Ruskin's revised catalogue of 300 works for the instruction of undergraduates and his notes on the use of particular examples.
The drawing shows a single snake's-head fritillary stem and flower. It is surrounded by a rectangle, sketched roughly in graphite, indicating where the edges of the window-mount should lie.
The drawing was first catalogued in in 1870, when Ruskin included it as no. 9 in the Educational Series in the Catalogue of Examples, as "Lily, for Artemis". By 1871, it had been re-numbered to 9, and more clearly entitled "Field Lily of Oxford. (Drosida Ælfredi, Alfred's Dew-flower)" - Ruskin's names for the snake's-head fritillary. The following item, no. 9 B, was a nearly-identical study of the same flower, but done in graphite alone. The drawings were placed in Case I of the series, devoted to "Introductory Subjects, and Exercises in Flower Drawing". They remained in the same position in the 1874 catalogue of the series, but were renumbered as 13 and 14. This drawing remained in the series, with the same number, in Ruskin's 1878 reorganisation, although no. 14 was replaced by a drawing of a blue iris (now listed as Working Series, Case II, no. 23). of the series. A similar study was included in the Rudimentary Series as no. 236.
In his entry for the drawing in the 1878 catalogue of the Educational Series, Ruskin noted that it was well-painted - in other words, that the colour was well-depicted, although the outline was 'utterly blundering and clumsy'.
In the instructions related to the drawing in his two printed catalogues of the series, however, Ruskin seems to have been more interested in the fritillary's relationship to other plants, calling it the best wild type of the true lily, exemplifying the connection between lilies and rushes (and from rushes to sedges and grases): the flower's speckled head was intended to emulate the granulated heads of grasses - a point to which he returned on pp. 34-35 of the printed catalogues of the Rudimentary series. He referred his students to "The Queen of the Air", where he had explained that the flowers which he called 'Drosidae' - dew-flowers, which included lilies, asphodels, amaryllids, irids and rushes - were 'the origin of the loveliest forms of ornamental design, and the most powerful floral myths yet recognized among human spirits' (§ 81 = XIX.372; cf. §§ 79-81 = XIX.371-372).

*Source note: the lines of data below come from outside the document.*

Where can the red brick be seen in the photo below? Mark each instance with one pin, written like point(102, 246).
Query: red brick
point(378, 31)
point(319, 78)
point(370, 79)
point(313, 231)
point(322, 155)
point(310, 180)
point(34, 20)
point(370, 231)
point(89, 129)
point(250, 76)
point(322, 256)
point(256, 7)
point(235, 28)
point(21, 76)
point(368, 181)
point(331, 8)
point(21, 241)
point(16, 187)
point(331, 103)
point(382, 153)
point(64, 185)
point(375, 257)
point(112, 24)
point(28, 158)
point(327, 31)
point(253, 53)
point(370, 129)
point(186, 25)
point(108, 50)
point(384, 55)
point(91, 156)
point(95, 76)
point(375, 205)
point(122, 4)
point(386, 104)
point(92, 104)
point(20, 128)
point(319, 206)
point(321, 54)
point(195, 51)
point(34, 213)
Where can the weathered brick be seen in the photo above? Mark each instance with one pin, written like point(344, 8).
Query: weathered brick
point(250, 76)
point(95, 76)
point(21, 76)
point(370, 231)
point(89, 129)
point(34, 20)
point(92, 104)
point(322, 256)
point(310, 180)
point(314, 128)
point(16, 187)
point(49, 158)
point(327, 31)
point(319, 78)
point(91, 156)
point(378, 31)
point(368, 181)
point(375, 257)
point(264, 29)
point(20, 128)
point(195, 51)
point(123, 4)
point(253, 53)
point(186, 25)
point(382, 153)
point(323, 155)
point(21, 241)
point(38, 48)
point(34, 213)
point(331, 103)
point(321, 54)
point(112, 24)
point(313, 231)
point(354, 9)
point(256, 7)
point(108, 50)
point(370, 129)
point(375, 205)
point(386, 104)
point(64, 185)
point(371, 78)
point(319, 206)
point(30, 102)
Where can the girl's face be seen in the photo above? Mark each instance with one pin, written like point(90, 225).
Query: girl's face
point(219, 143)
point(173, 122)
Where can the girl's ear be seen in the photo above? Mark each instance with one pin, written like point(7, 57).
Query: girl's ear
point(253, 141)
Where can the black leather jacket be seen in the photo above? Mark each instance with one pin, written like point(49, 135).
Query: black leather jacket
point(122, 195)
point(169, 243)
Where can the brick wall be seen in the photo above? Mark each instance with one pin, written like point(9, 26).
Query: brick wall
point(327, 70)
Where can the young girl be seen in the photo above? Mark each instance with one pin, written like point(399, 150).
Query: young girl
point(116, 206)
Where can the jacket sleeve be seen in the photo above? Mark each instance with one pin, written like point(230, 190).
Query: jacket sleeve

Presented by John Ruskin to the Ruskin Drawing School (University of Oxford), 1875; transferred from the Ruskin Drawing School to the Ashmolean Museum, c.1949.
Taylor, Gerald, ‘John Ruskin: A Catalogue of Drawings by John Ruskin in the Ashmolean Museum, Oxford’, 7 fascicles, 1998, Oxford, Ashmolean Museum, no. 227
Ruskin, John, Catalogue of the Educational Series (London: Smith, Elder, 1871), cat. Educational no. 9
Ruskin, John, Catalogue of the Educational Series (London: Spottiswoode, 1874), cat. Educational no. 13
Ruskin, John, ‘Educational Series 1878’, 1878, Oxford, Oxford University Archives, cat. Educational no. 13
Ruskin, John, Catalogue of Examples Arranged for Elementary Study in the University Galleries (Oxford: Clarendon Press, 1870), cat. Educational no. 13
Ruskin, John, ‘The Ruskin Art Collection at Oxford: Catalogues, Notes and Instructions’, Edward T. Cook and Alexander Wedderburn, eds, The Works of John Ruskin: Library Edition, 39 (London: George Allen, 1903-1912), 21, cat. Educational no. 13
The Oxford lily; also painted as well as I can. When a Study is said to be well-painted, the student must remember that Colour is always the principal object in it. By comparing the grass-blades (for we may so call them) which are glorified by their depression into this purple bell, with the simple grass of the 6th study , the student will at once see the difference between a study made for what Artists call 'Drawing' and one made for Colour. There is nothing in the outline of No.13. which is not ut terly blundering and clumsy compared to the point work in No. 6; but the gradations of warm and cold colour and their minglings with shade, as for instance where the stalk expands into the bell, require far more general skill and attention than the mere guidance of the lead-point in the area of work.